Note: Rabelais spice is a mix of allspice, nutmeg and curry – a traditional spice in France since 1820.

Galette Pérougienne

This is a wonderful speciality from the medieval town of Pérouges, near Lyon, made from a lemony yeasted brioche dough that is sprinkled with a generous amount of sugar, dotted with butter, and baked in a very hot oven. the sugar caramelizes and each bite is a pure delight. I am very fond of this medieval cake. It is so authentic and simple in taste – exactly what I look for in a dessert.

Serves 4 to 6

3 teaspoons active dry yeast
1/3 cup/ 80 ml lukewarm water
12 tablespoons/ 1 1/2 sticks/180 g unsalted butter, plus more for the bowl, at room temperature
1 large egg
Grated zest of 1 lemon
Pinch of fine sea salt
1/2 cup/ 100 g granulated sugar
1 1/3 cup/ 160 g all-purpose flour, sifted, plus more for rolling

Mix the yeast in the lukewarm water in a small cup. Set aside for 5 minutes to allow the yeast to dissolve.

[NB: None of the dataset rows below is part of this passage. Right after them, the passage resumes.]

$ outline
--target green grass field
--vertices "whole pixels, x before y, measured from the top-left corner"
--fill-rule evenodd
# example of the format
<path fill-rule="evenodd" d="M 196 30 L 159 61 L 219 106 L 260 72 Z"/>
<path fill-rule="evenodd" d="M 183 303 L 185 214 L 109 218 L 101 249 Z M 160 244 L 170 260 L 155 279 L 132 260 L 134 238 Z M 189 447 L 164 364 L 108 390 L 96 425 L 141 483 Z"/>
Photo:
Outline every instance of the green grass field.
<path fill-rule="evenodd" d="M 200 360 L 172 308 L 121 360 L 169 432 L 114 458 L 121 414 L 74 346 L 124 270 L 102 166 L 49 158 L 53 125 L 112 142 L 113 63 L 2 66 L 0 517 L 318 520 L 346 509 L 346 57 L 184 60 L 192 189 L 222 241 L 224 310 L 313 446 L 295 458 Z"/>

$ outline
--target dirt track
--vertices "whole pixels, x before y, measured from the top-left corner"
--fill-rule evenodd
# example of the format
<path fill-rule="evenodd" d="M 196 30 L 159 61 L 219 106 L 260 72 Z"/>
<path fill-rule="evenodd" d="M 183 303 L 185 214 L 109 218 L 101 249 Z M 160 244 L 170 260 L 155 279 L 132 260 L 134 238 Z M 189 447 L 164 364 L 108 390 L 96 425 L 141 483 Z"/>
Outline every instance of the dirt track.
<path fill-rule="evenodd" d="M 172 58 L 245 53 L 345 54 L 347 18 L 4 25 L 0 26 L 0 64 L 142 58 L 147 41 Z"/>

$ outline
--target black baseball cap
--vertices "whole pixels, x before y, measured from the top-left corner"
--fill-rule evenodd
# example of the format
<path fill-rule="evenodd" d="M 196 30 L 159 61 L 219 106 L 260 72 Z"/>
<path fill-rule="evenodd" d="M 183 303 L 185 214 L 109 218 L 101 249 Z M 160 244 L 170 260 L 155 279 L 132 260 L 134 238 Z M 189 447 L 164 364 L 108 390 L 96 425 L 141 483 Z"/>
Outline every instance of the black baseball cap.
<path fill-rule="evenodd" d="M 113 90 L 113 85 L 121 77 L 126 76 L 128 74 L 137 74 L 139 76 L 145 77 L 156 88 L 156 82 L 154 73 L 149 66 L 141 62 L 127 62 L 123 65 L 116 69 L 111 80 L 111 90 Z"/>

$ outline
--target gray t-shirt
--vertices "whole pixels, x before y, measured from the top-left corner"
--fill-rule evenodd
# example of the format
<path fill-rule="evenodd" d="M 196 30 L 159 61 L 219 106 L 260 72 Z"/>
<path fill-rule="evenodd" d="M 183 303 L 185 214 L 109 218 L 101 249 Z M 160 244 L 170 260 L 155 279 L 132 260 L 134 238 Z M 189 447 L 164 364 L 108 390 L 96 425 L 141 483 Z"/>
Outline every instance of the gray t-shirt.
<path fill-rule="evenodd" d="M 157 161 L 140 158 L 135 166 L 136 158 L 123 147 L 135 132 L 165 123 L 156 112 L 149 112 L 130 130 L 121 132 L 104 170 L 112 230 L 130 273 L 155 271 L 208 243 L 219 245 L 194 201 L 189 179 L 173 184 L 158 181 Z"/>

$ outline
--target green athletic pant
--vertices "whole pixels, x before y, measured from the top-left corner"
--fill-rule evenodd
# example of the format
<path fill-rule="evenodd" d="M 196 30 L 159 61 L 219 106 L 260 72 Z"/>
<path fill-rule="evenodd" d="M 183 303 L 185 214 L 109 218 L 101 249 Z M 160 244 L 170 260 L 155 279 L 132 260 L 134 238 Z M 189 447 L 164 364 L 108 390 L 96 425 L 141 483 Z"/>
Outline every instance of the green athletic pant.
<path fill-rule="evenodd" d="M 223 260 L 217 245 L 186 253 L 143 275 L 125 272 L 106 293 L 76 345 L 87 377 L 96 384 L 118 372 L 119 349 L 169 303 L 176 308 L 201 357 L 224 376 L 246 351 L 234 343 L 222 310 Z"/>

In a large bowl, mix together 8 tablespoons/ 120 g of the butter with the egg, lemon zest, salt, and 2 tablespoons of the sugar. Add the yeast mixture and then gradually add the flour, mixing with a wooden spoon until you have a soft and elastic dough.

Shape the dough into a ball, put it in a buttered bowl, cover with a damp cloth, and let rise in a warm spot . Press doubled in size, at least 2 hours.

Preheat the oven, 450°F/ 230°C. Line a baking sheet with parchment paper.

On a parchment-paper-lined surface.roll the dough into a 9-inch/23-inch circle about 1/2 inch/1 cm thick. Press on the edges to make a 1/2-inch/ 1-cm wide raised border. Sprinkle the remaining 6 tablespoons/ 75 g sugar over the dough and dot with the remaining 4 tablespoons/ 60 g butter.

Transfer to the baking sheet and bake until golden and caramelized, 15 minutes. let cool for 5 minutes and serve warm.